Latest revision as of 13:25, 12 August 2018

This project was an application of Apertium to develop an MT between Uyghur and Turkish, two Turkic languages. The project consisted mainly of building a bilingual bidix, writing transfer and disambiguation rules and enriching the Uyghur morphological analyzer.


Commits[edit]

My commits can be found here. You can also download my work as a zip file.

Corpora and Coverage[edit]

Our main corpora consisted of RFA, Tanritor, TRT Uyghurche and Uyghur Wikipedia, but we also worked on some Uyghur blogs, a collection of Uyghur stories and the Uyghur translation of the Bible to be able to cover different domains. Wikipedia and blog coverages were relatively low due to nonstandard forms, Arabic and Farsi texts and alphabets.


Corpus Words Coverage
News 3447048 94.0%
Bible 1527061 94.1%
Wikipedia 1589113 88.2%
Blogs 4055981 87.0%

Transfer[edit]

There are about 50 transfer rules, mostly needed to cover Uyghur's relatively richer tense inventory.
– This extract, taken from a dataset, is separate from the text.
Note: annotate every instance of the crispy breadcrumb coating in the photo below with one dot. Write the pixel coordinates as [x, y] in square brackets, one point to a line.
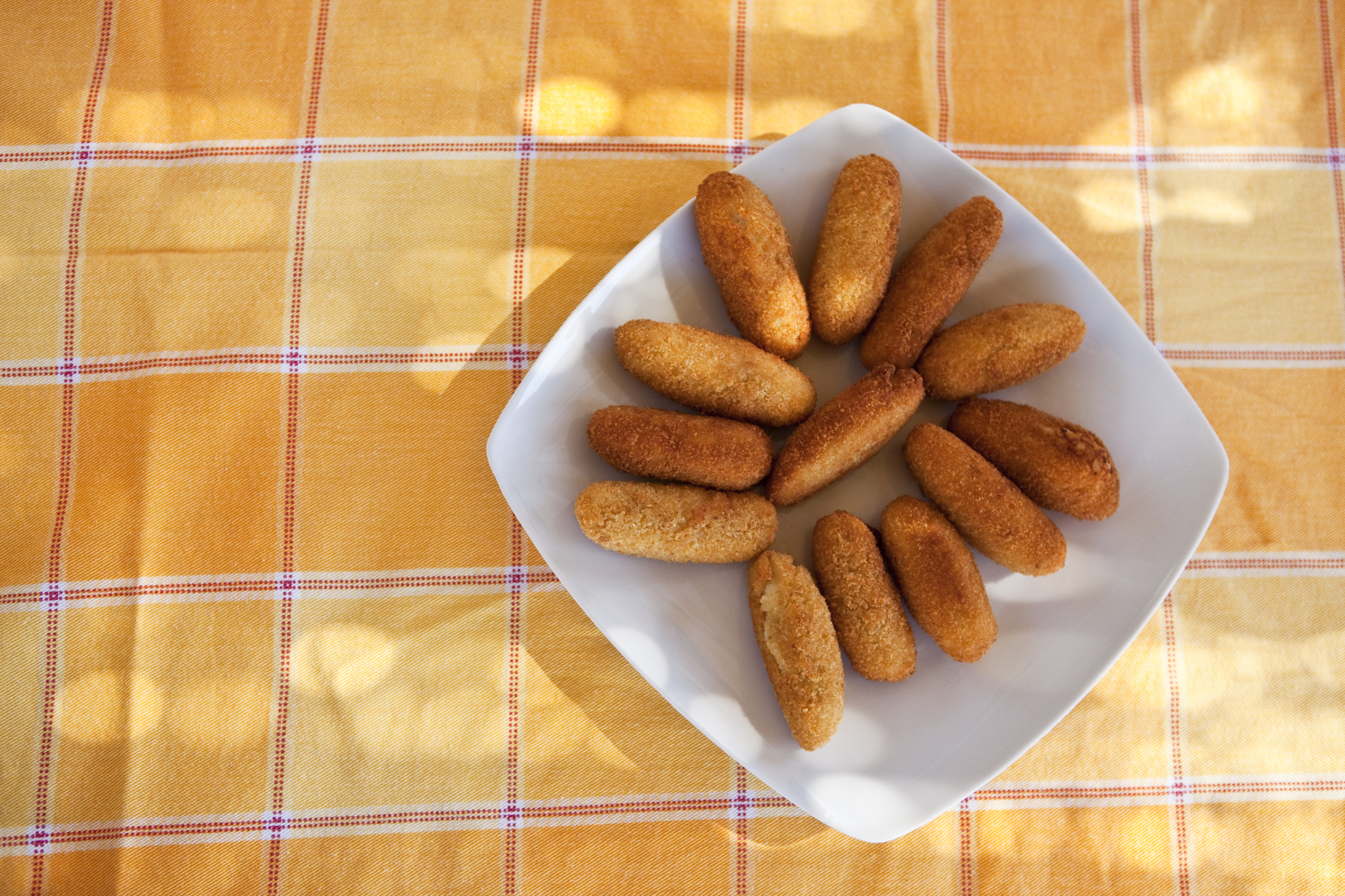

We also needed transfer rules for expression that are -optionally- expressed synthetically in Uyghur but was analytic in Turkish. To give some examples:

bolidighan and bolmaqchi in Uyghur are both equivalents of Turkish olacak.

Uyghur can use the -rAK for comparisons, which is expressed by the preposition daha in Turkish.

Disambiguation[edit]

To correctly discern the lemma and the morphology so as to be translated correctly into the target language, Apertium uses Constraint Grammar (CG). Currently Uyghur has about 45 CG rules for disambiguation.


Lexical Selection[edit]

To determine in which context which translation of a given lemma would be selected, lexical selection is employed. Currently uig-tur has 35 lexsel rules.


WER results[edit]

Here is the WER result before I added the unknown words/wrote some CG rules for the text:

 Test file: 'wikiwertr0.txt'
Reference file 'wikiwertur.txt'

Statistics about input files
-------------------------------------------------------
Number of words in reference: 1068
Number of words in test: 1105
Number of unknown words (marked with a star) in test: 
Percentage of unknown words: 0.00 %

Results when removing unknown-word marks (stars)
-------------------------------------------------------
Edit distance: 394
Word error rate (WER): 36.89 %
Number of position-independent correct words: 731
Position-independent word error rate (PER): 35.02 %

Results when unknown-word marks (stars) are not removed
-------------------------------------------------------
Edit distance: 394
Word Error Rate (WER): 36.89 %
Number of position-independent correct words: 731
Position-independent word error rate (PER): 35.02 %

Statistics about the translation of unknown words
-------------------------------------------------------
Number of unknown words which were free rides: 0
Percentage of unknown words that were free rides: 0%
 

And after:

Test file: 'wikiwertrlast.txt'
Reference file 'wikiwertur.txt'

Statistics about input files
-------------------------------------------------------
Number of words in reference: 1068
Number of words in test: 1065
Number of unknown words (marked with a star) in test: 
Percentage of unknown words: 0.00 %

Results when removing unknown-word marks (stars)
-------------------------------------------------------
Edit distance: 179
Word error rate (WER): 16.76 %
Number of position-independent correct words: 907
Position-independent word error rate (PER): 15.07 %

Results when unknown-word marks (stars) are not removed
-------------------------------------------------------
Edit distance: 179
Word Error Rate (WER): 16.76 %
Number of position-independent correct words: 907
Position-independent word error rate (PER): 15.07 %

Statistics about the translation of unknown words
-------------------------------------------------------
Number of unknown words which were free rides: 0
Percentage of unknown words that were free rides: 0%

Sources[edit]

I used the online Yulghun dictionary and Uyghurche-Türkche Lughet of E. N. Necip for the vocabulary. For grammar reference, I used Rıdvan Öztürk's Yeni Uygur Türkçesi Grameri.

Future Plans[edit]

For a more satisfactory translation and analysis, more disambiguation and lexsel rules must be added. Morphological analysis can be extended to cover the vast non-standard forms of modern Uyghur. With some work on coverage and transfer rules, Tur->Uig translation can be made possible.